In 2016, a Tesla Model S T-boned a tractor trailer at full speed, killing its lone passenger instantly. It was running in Autosteer mode at the time, and neither the driver nor the car’s automatic braking system reacted before the crash. The US National Highway Traffic Safety Administration (NHTSA) investigated the incident, requested data from Tesla related to Autosteer safety, and eventually concluded that there wasn’t a safety-related defect in the vehicle’s design (PDF report).

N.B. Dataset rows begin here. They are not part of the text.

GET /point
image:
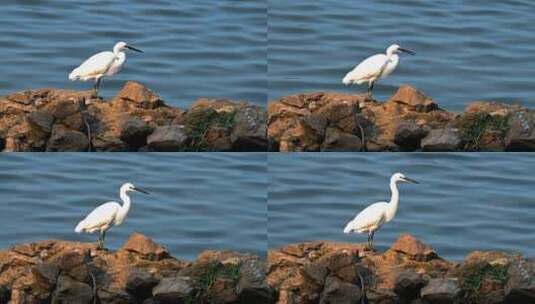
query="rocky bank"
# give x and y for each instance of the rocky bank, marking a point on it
(137, 119)
(306, 273)
(409, 272)
(408, 121)
(139, 272)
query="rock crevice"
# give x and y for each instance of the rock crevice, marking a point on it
(137, 119)
(408, 121)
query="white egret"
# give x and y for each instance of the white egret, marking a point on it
(107, 215)
(376, 67)
(102, 64)
(374, 216)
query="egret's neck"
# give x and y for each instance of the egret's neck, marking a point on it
(126, 205)
(394, 200)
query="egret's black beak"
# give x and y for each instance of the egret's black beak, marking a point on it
(408, 180)
(140, 190)
(407, 51)
(133, 49)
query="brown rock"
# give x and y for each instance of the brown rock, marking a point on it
(66, 140)
(339, 141)
(441, 291)
(173, 290)
(140, 95)
(145, 247)
(520, 287)
(408, 135)
(409, 245)
(415, 99)
(252, 285)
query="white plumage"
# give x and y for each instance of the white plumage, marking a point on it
(107, 215)
(374, 216)
(102, 64)
(376, 67)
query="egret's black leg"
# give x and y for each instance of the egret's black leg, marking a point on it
(370, 88)
(97, 86)
(103, 238)
(95, 90)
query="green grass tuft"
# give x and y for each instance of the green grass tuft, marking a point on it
(198, 123)
(475, 125)
(206, 275)
(472, 277)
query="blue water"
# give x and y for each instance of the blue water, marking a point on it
(193, 49)
(466, 50)
(465, 202)
(198, 201)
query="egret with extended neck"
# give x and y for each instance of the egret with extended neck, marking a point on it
(376, 67)
(102, 64)
(374, 216)
(107, 215)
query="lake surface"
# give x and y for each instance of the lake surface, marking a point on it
(192, 48)
(198, 201)
(466, 50)
(465, 202)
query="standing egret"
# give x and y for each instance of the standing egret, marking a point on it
(376, 67)
(102, 64)
(374, 216)
(106, 215)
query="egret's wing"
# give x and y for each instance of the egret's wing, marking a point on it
(100, 216)
(370, 68)
(96, 65)
(373, 215)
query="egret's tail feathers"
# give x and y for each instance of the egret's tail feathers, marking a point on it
(74, 75)
(348, 228)
(79, 228)
(347, 79)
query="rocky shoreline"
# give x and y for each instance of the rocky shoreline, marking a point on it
(408, 121)
(137, 119)
(139, 272)
(142, 271)
(409, 272)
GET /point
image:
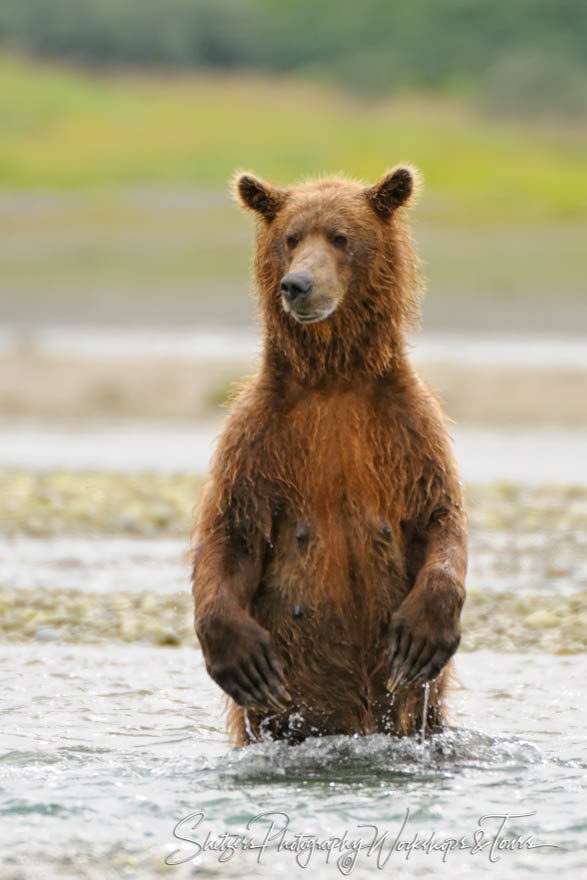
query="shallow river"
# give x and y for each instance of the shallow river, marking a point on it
(123, 743)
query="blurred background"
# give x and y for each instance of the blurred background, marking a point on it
(127, 318)
(122, 254)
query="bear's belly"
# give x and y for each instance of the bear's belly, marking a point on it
(327, 596)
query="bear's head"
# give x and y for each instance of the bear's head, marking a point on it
(336, 270)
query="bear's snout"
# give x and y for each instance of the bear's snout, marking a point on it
(295, 288)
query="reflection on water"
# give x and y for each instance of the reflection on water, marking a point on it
(123, 743)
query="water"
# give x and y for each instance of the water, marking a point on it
(105, 749)
(105, 746)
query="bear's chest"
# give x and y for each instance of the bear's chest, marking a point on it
(337, 532)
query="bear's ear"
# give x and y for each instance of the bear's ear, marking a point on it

But the NHTSA report went a step further. Based on the data that Tesla provided them, they noted that since the addition of Autosteer to Tesla’s confusingly named “Autopilot” suite of functions, the rate of crashes severe enough to deploy airbags declined by 40%. That’s a fantastic result.

Because it was so spectacular, a private company with a history of investigating automotive safety wanted to have a look at the data. The NHTSA refused because Tesla claimed that the data was a trade secret, so Quality Control Systems (QCS) filed a Freedom of Information Act lawsuit to get the data on which the report was based. Nearly two years later, QCS eventually won.

Looking into the data, QCS concluded that crashes may have actually increased by as much as 60% on the addition of Autosteer, or maybe not at all. Anyway, the data provided the NHTSA was not sufficient, and had bizarre omissions, and the NHTSA has since retracted their safety claim. How did this NHTSA one-eighty happen? Can we learn anything from the report? And how does this all align with Tesla’s claim of better-than-average safety line up? We’ll dig into the numbers below.

But if nothing else, Tesla’s dramatic reversal of fortune should highlight the need for transparency in the safety numbers of self-driving and other advanced car technologies, something we’ve been calling for for years now.